The budget relied more on what people bought and what visitors spent. By 2016, about 65% of the village's main money came from sales tax, including a 1% local sales tax.
The growth had effects beyond Gurnee. Lakehurst Mall in Waukegan lost tenants through the 1990s and closed in 2001 as competition increased.
In 2016, Gurnee Mills marked its 25th anniversary by opening the time capsule that had been buried at the mall's opening.

Splitting anchors, fixing entertainment, updating space
In the late 2010s and 2020s, the mall's survival strategy became visible: break big problems into smaller boxes, then lease the boxes.
JCPenney closed its outlet store in 2009. Shoppers World moved into that vacancy in 2011, lasted until 2016, and the space was later converted into a Floor & Decor store that opened by January 2017.
Entertainment wobbled, too. After mechanical failures shut down the ice rink in 2017, a plan emerged for Tilt Studio to renovate and reopen it.
That version did not survive the pandemic year, and the rink returned in 2021 under a new operator as Top Shelf Ice Arena.
In late 2017, Simon also budgeted about $6 million to update food courts and common areas, including a refreshed theme for the Dine-O-Rama.
Sears Grand closes, then the leasing wave
Sears Grand closed on September 2, 2018, as Sears continued a major downsizing and store-closure wave ahead of its October 2018 bankruptcy filing. The former Sears Grand space was later divided.
Hobby Lobby opened in January 2022. Round One opened in the middle of 2024. Another part of the old Sears Grand area stayed empty into early 2026.
Other large boxes changed hands during the same period. Bed Bath & Beyond closed in 2022 after running as a combined Bed Bath & Beyond and Buybuy Baby store since 2012.
The RoomPlace closed in December 2024 after about six years at Gurnee Mills, amid the retailer's Chapter 11 case and subsequent store-closing activity.
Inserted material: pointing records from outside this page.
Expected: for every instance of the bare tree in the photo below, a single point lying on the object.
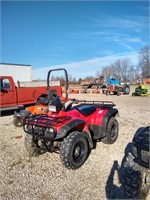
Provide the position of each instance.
(144, 61)
(133, 73)
(122, 67)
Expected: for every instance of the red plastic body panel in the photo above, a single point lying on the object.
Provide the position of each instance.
(93, 119)
(12, 96)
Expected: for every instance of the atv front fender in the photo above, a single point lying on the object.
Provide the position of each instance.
(100, 131)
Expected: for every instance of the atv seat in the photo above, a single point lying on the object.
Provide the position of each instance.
(86, 109)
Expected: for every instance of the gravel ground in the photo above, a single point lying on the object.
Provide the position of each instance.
(44, 177)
New leases continued to be announced as spaces turned over. In July 2025, Miss A and an expanded Boot Barn were reported as open.
On September 8, 2025, the mall announced eight additions with openings projected later in 2025, early 2026, or spring 2026: Hangry Cluck, Just Cozy, Kako Claw, Off the Rax, Pretty Pretty Print Press, Primark, Sky Zone, and Spirit Halloween.
On September 29, 2025, a 40,103-square-foot lease was announced for Sky Zone in space tied to The RoomPlace.
On December 1, 2025, the Village of Gurnee approved a $2M incentive/redevelopment agreement to help redevelop the last empty space in the old Sears Grand area for an unnamed "global home furnishings retailer."